| 講師 | ルードルフ・ティーネル氏 (オーストリア行政最高裁判所副所長) |
|---|---|
| 司会 | 須網隆夫教授 (EUIJ早稲田運営委員、早稲田大学法務研究科) |
| 日付 | 2009年5月28日(金) |
| 時間 | 10時40分から12時10分 |
| 場所 | 早稲田大学 26号館多目的講義室 |
| 言語 | 英語(英-日本語同時通訳) |
| 備考 |
モデレーターの須網教授より、EU独自の法秩序なくして今日のような高いレベルでのEU統合は存在し得ないと、その法的意義が強調され本講演への期待が示された。福田耕治EUIJ代表(政治経済学術院教授)の開会挨拶では、将来日本のリーダーとなる早稲田大学の学生がこのような素晴らしい講演の機会に恵まれることへの光栄が示されるとともに、本講演は政治学者にとってもまた興味深いあるものであることが指摘された。

ティーネル教授の講演は、European Unionの特徴を語ることから始められた。EUは三本の列柱構造からなるが、特別な司法制度を有するのは第一の柱の部分のみであること。共同体法の特徴として、直接効力(Direct Validity)、直接効果(Direct Effect)、超国家性(Supremacy)があるが、この特徴は伝統的国際法のそれとは異なること。共同体の一次法には設立条約と、EC裁判所により発展を遂げてきた法の一般原則などを含む不文法とがあり、二次法には、規則、指令、決定やそのほかの一方的行為、国際条約があること。EUは加盟国内に執行機関を持たないため、EC法の執行は加盟国に委ねられること。
EC条約10条は、共同体法に直接効果がない場合でも、EU市民が加盟国裁判所でそのような法を援用できるようにすることを加盟国に義務づけている。加盟国裁判所に一定の自律性が認められるとはいえ、EC法の実行を歪めるような加盟国法の解釈適用は認められていない。
EC裁判所の解釈適用権限の対象には、220条が規定する条約のほか不文法や二次規則があるが、あくまでも共同体法に限定されており、加盟国法を適用する権限は持たない。そして、法が有効に機能するように解釈することが求められる中で、EC裁判所は明文規定にない多くの原則を判例法により補ってきた。直接効果、共同体法の優越性、共同体法の一部としての基本権、加盟国又は加盟国裁判所による共同体法の履行責任、などがそれである。

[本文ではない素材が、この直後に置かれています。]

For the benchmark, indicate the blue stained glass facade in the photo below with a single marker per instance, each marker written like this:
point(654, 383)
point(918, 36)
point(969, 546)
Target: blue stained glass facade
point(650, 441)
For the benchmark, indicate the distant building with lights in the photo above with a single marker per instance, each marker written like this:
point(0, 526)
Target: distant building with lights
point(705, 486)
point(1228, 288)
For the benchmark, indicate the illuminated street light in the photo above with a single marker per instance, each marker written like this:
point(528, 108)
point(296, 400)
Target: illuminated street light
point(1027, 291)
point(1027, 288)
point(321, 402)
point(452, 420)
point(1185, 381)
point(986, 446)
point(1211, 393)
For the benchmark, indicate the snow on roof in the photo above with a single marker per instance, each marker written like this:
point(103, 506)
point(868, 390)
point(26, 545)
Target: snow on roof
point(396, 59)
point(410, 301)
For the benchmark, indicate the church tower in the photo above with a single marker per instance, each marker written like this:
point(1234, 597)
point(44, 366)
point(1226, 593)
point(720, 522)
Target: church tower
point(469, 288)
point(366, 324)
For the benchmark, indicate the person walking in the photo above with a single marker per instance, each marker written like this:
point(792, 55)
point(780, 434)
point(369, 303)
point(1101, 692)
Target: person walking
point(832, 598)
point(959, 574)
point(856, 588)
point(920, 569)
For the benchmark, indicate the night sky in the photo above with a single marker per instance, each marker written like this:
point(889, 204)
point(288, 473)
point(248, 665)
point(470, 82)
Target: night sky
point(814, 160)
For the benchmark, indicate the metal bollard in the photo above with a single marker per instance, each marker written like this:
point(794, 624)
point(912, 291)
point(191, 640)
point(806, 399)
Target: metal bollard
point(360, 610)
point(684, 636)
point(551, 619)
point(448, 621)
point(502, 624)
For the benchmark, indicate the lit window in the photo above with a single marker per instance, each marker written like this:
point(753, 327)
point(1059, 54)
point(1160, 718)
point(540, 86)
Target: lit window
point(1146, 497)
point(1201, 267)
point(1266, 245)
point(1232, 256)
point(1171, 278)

訴訟形態の一つである先決裁定訴訟手続きは本講演のメインテーマである。同手続きは加盟国裁判所に対して、共同体法の解釈が問題になったときにEC裁判所にその問題を付託することを認めるものであり、両者の協力関係により、共同体法の統一的な解釈が可能となっている。加盟国裁判所は、解釈問題が生じるのが国内最終審であればEC裁判所への付託の義務が生じるが、同一の問題が既に扱われている場合や法的論点が同じである場合には同義務は生じない。ところが、付託しないことが共同体法違反として、国家の責任が問われることがある。ときに、国内の憲法裁判所がほかの最高裁の責任を判断するような事態を招き、極めてセンシティブな問題といえる。EC裁判所が制限しないかぎり、判決には遡及効が生じる。
最後に統計上の数字についてであるが、1995年以来、オーストリアは333件の先決裁定を付託しており、これは多い方である。2008年の数字を見ると、EC裁判所における訴訟全体の半数が先決裁定で占められており、同手続きの重要性が伺える。先決裁定に要する時間は平均16.8ヶ月であるが、加盟国裁判所で終結するまでを考慮すると、手続き全体はかなり長いものであるといえる。
以上の講演の後、質疑の時間に移ると、「公務員審判所から第一審裁判所へ
上訴された事案が、さらにEC裁判所まで持っていかれることは可能か」「先決裁定の効果について、規範力を有する国内判決にどのように影響するのか、国内判決がEC法違反である場合、再審や取消しの義務は生じるのか」「国内裁判所とEC裁判所が解釈を一致させるための公式・非公式の制度は存在するか」「目的論的解釈にはおよそ役に立たないウィーン条約法条約31条、32条が国際法解釈の原則として存在する中で、EC裁判所はいかにこのルールとの整合性をはかってきたのか」「オーストリアはなぜ積極的に付託を行ってきているのか、貴国の文化や教育と関連があるのか」などの、興味深い質問が次々に提起された。
本講演は、EU法のトピックの中でも、比較的専門性の高いものであったと思われる。聴衆には一線で活躍する研究者も多く見られ、質疑の時間も大変に充実したものであった。